4. You will be using EC2 Fleet to launch EC2 spot instances with m5.24xlarge and capacity would be 1000 vCPU



Question : You have been working with a HealthCare IT company who manages the patients on behalf of various hospitals. This data is very sensitive some research team can run analytics on the data if permitted.
However, this data is very sensitive and needs to be stored in RDBMS. How would you make sure that data stored in RDS is secure and cannot be attacked through network attack, hence research team can access this data
from EC2 instances



1. You will be having two VPC one for research team and another for RDS instance and make a connection between these two VPC using VPC peering.

2. You will be creating database user for research team so that only permitted users can access data from RDS instance

3. You will be defining security groups such that only data can be accessed from allowed networks.

4. You will be having VPN connection between EC2 instance and RDS instance.


Question : You have developed Docker container and want to run application using this container with the pre-defined EC instance types, EBS volumes and ELB . However, you want to have fine grain control over the
container you have created while deploying your application using Docker container. Which of the following service would be more suitable for given requirement?



1. Elastic Beanstalk

2. Amazon Cloudwatch

3. AWS Cloud Formation

4. Amazon Container Service


Question : You have developed a mobile based gaming applications, where various users can participate and maintain their score.
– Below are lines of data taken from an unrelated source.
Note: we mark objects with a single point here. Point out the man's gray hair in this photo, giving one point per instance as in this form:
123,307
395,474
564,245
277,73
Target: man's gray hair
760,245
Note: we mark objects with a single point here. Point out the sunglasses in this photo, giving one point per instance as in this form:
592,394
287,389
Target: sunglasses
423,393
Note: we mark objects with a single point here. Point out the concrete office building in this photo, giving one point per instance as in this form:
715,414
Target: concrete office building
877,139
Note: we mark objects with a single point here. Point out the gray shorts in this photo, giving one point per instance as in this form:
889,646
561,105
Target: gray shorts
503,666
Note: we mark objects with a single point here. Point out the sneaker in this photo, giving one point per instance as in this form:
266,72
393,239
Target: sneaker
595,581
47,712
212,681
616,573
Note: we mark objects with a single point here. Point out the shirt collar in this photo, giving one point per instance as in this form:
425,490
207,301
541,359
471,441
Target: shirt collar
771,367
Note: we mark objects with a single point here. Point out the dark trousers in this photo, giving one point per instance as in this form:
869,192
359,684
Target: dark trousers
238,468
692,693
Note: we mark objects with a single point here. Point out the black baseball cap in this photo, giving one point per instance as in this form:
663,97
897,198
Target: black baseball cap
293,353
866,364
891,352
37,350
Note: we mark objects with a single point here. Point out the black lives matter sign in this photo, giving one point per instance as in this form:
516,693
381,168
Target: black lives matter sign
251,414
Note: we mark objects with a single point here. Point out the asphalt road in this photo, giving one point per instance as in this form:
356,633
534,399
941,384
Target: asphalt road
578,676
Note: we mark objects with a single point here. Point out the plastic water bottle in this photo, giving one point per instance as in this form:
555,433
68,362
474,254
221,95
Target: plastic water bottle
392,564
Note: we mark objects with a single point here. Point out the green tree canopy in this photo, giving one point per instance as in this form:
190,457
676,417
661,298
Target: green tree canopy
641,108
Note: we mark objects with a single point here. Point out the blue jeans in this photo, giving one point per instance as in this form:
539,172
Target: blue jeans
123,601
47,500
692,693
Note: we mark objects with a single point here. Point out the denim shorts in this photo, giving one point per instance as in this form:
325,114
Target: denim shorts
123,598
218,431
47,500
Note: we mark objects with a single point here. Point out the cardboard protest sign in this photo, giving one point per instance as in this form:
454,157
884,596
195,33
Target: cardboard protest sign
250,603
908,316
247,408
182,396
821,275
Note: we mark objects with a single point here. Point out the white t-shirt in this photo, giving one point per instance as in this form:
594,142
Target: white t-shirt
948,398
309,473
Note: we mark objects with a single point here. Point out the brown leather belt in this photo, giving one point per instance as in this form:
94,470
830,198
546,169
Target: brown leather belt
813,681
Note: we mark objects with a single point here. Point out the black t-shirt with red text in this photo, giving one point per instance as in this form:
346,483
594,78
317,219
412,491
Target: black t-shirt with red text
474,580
You wanted to show top scorer on a particular game, as your application is very
popular and top 1000 scorers are keep changing (It's a leaderboard), however there are in total more than a million users who play this game on regular basis. Which of the following is most suitable data storage which
can give result as fast as needed?



1. Amazon ElastiCache using Memcache protocol

2. Amazon ElastiCache using Redis protocol

3. Amazon DynamoDB having index on user id and score together

4. Maintaining data in MySQL RDS and creating primary index on user id and secondary index on score

5. You will use Lambda function which will sort user score in every minute which will be stored in a text file


Question : You have created Docker Image for your application and leverage the AWS ECR (Elastic container Registry). You created a private subnet and wanted to launch instance based on Docker images you created and
registered with the ECR. But you are not able to access that Docker image?


1. You don't have proper IAM role to access this Docker image.

2. You don't have connectivity via internet between your VPC and ECR

3. Your Docker image could be corrupted

4. Datacenter where your Docker image is stored in ECR is down while you are trying to use it.